Paraona is a disputed genus of moths in the family Erebidae, considered synonymous to Macrobrochis by some but not all lepidopterists.

==Taxonomy and status==
Paraona was erected by Frederic Moore in 1878 around the species originally described as Crambomorpha splendens by Arthur Gardiner Butler in 1877. Sergei Alphéraky described an additional species, Paraona staudingeri, in 1897.

In 1993, the genus—at the time placed to family Arctiidae (Note: Since reclassified as subfamily Arctiinae within the Erebidae)—was deemed a junior synonym of Macrobrochis by Yasunori Kishida. This synonymization was based upon the strong likeness of the male genitalia of Paraona staudingeri to those of Macrobrochis gigas, and explicitly did not involve examination of the type species of Paraona.
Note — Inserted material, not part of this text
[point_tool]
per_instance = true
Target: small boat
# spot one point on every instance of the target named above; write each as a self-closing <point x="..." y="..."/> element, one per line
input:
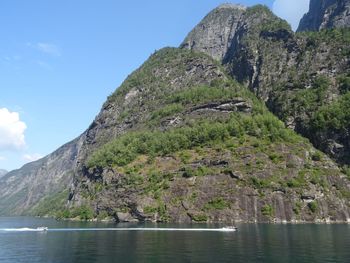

This classification was subsequently followed by Jeremy Daniel Holloway in 2001 in Part 7 of his book series The Moths of Borneo.

In 2012, the genus was restored by Vladimir Dubatolov, Kishida and Min Wang, based on dissimilarity of the male genitalia of Paraonas type species, Crambomorpha splendens, to those of Macrobrochis. Following the restoration of the genus, it was once more treated as valid by subsequent authors.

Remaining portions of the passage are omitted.